Floating garbage bins help collect trash from Vancouver's waterways
The cleaning bins filter through 25,000 litres of water an hour
Stationary cleaning machines called seabins are helping clear Vancouver's False Creek of garbage, one scoop of debris at a time.
Sadie Caron of Fraser Riverkeeper, the charity behind the project, says the bins are attached to various spots around Granville Island. They skim the surface of the water 24 hours a day with the help of an electric pump to capture any sort of floating debris.
"Water is sucked in from the surface and it passes through a catch bag that is removable inside a sea bin," Caron said.
The pump is able to displace 25,000 litres of water an hour and the bins catch the debris. Filtered water is then pumped back into the marina.
"Everything, all the debris that's caught inside the catch bag, and the catch bag is emptied every single day. And they can catch about 3.9 kilograms of floating debris everyday," she said.
The seabins are part of a broader plan to reduce plastic waste from entering the world's oceans and waterways.
Plastic breaks down, but not entirely — only into progressively smaller pieces known as microplastics. These tiny plastics enter the food web through smaller important food sources like plankton and krill, where they are consumed by other animals.

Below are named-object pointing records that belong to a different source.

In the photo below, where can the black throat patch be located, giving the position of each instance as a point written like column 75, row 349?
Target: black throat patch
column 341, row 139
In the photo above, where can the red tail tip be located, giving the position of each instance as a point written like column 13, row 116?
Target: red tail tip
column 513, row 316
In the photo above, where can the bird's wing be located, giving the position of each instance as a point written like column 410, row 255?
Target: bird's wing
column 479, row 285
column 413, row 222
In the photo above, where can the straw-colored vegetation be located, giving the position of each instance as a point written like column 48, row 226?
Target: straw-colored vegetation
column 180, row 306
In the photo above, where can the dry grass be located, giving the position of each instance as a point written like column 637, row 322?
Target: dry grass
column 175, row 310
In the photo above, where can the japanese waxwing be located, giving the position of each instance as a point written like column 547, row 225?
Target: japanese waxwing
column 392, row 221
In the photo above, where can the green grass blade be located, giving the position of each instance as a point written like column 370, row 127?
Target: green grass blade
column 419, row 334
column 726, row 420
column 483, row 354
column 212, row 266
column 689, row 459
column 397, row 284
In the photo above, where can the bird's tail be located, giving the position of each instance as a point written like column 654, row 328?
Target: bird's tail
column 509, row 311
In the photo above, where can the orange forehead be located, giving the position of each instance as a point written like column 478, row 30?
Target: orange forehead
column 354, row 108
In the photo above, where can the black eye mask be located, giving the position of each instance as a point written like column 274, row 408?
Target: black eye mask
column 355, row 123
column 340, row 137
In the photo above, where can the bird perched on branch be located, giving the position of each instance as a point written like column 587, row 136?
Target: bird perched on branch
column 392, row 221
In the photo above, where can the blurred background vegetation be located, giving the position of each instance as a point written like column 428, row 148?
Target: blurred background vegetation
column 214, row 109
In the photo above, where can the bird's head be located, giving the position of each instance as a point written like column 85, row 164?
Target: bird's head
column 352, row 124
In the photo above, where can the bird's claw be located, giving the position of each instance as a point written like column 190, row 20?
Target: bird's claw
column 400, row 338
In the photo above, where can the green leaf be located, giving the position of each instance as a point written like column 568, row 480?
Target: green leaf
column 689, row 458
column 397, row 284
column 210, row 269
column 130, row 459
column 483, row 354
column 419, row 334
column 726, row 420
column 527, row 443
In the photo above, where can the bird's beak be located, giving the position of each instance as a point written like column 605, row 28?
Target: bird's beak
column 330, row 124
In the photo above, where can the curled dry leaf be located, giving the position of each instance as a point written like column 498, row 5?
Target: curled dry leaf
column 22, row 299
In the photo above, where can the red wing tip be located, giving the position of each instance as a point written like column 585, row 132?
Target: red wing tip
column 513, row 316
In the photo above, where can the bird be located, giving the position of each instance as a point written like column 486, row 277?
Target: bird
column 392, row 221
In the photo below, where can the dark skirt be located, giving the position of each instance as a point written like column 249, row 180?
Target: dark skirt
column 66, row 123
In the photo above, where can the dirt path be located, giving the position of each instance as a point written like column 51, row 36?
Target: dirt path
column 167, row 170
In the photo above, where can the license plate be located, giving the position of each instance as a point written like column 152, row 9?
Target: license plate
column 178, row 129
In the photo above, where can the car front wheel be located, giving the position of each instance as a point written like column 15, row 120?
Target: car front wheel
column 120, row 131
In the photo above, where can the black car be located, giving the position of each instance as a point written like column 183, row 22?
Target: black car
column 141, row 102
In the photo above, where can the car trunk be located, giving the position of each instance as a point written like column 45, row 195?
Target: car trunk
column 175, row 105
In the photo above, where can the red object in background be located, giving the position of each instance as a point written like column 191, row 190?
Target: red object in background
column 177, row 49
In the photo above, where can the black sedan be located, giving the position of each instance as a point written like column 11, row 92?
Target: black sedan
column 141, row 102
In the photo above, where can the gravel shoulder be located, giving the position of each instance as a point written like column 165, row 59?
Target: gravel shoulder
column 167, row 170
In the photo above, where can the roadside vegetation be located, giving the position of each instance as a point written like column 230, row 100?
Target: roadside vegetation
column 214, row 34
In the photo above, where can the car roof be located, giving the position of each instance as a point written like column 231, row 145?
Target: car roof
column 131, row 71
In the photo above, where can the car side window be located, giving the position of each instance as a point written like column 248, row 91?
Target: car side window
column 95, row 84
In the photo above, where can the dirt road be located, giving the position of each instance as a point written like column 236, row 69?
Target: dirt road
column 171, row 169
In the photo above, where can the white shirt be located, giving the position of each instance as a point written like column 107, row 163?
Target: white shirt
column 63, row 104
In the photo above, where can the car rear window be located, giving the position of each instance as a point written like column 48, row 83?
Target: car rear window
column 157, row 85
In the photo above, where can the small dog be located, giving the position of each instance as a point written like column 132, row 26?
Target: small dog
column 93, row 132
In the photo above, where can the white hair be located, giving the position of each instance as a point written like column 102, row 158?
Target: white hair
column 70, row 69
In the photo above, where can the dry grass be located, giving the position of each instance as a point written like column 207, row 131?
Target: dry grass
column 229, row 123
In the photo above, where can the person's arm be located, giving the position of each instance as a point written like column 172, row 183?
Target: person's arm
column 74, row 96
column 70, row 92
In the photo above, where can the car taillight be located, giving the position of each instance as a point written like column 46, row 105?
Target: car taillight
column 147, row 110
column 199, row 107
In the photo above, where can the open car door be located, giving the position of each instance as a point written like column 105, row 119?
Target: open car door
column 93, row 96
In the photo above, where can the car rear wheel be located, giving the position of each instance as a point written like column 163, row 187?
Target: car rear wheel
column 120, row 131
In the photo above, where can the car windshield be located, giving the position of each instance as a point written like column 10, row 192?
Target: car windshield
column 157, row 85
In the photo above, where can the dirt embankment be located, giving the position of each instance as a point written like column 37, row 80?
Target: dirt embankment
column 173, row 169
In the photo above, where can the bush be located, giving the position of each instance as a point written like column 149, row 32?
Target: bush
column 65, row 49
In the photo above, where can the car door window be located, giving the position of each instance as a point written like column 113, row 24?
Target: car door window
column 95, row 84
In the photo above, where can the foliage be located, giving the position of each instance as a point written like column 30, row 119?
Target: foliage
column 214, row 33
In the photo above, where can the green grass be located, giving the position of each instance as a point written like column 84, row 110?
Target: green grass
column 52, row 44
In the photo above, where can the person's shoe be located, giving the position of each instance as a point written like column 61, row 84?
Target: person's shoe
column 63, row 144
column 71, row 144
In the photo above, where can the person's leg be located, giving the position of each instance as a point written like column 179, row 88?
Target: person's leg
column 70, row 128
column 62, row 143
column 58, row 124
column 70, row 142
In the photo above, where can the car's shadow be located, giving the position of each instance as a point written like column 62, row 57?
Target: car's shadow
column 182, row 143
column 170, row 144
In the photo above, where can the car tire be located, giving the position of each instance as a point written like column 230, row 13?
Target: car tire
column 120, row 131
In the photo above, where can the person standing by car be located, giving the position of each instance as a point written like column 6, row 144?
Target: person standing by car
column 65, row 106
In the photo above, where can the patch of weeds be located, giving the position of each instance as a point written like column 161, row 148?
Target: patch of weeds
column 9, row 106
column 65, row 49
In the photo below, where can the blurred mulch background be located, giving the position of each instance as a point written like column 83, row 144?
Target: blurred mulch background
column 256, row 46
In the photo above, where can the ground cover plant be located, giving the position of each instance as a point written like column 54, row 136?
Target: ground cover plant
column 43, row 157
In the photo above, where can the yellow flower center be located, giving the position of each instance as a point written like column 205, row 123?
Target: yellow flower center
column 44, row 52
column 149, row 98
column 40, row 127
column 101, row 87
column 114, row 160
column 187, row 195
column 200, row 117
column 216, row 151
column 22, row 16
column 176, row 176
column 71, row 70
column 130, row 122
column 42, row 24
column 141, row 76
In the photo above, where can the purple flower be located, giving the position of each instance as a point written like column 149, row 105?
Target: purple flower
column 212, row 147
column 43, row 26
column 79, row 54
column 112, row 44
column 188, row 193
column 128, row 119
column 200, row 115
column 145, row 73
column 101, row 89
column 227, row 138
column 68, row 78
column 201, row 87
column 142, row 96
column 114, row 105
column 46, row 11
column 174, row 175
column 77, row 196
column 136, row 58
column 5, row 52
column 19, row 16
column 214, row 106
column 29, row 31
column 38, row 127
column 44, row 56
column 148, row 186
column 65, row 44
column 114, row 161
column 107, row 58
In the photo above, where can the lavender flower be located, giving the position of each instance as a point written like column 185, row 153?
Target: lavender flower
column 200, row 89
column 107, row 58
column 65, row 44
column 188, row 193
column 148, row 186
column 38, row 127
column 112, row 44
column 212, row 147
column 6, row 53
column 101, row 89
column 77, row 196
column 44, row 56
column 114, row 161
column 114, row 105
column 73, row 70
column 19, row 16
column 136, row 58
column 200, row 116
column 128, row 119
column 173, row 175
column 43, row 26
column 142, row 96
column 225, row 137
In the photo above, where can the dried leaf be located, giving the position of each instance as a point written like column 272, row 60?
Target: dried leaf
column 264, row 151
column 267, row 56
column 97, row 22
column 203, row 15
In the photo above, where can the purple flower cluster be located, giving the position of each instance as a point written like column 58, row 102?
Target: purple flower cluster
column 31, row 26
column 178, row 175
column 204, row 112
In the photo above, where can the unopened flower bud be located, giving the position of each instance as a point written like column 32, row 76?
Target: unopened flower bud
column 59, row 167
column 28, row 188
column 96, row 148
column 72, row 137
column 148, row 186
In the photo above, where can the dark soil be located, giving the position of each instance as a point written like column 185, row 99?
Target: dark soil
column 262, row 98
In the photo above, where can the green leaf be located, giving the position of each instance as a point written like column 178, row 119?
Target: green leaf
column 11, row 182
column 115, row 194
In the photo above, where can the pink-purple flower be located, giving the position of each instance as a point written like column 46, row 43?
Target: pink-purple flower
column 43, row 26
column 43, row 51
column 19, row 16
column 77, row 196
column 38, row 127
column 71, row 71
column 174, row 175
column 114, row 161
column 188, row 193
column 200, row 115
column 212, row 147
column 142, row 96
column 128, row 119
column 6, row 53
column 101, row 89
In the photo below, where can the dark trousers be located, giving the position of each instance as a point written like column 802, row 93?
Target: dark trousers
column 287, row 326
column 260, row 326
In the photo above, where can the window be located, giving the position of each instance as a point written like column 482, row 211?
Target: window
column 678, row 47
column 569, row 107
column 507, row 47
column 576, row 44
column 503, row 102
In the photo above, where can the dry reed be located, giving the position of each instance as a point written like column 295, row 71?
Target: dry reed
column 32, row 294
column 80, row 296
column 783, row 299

An estimate from the International Union for Conservation of Nature suggests seven million tonnes of plastic enter the world's oceans each year.
Foam, cigarettes, and plastics
Caron says the bins have caught a wide assortment of debris: disposable masks, bottles, syringes, plastic wrappers, cigarette butts, over 2,000 pieces of foam, and hundreds of small plastic pellets known as nurdles, which are typically used in plastic manufacturing.
"Anything that's floating in the water in False Creek is collected in the bins," she said. The waste is then sorted and sent for recycling, hazardous waste, or to the landfill.
Caron notes this is a first step in their work.
"One of the important steps, we've probably all heard it before, but reducing the amount of plastic waste that we consume, especially things like styrofoam which is so common in a lot of our single-use food delivery packages," she said.
"Even the docks the seabins are attached to often have styrofoam and it breaks down into little pieces and ends up in our waterways. For things like single-use plastics, we use them once but then they live in our environment for hundreds of years."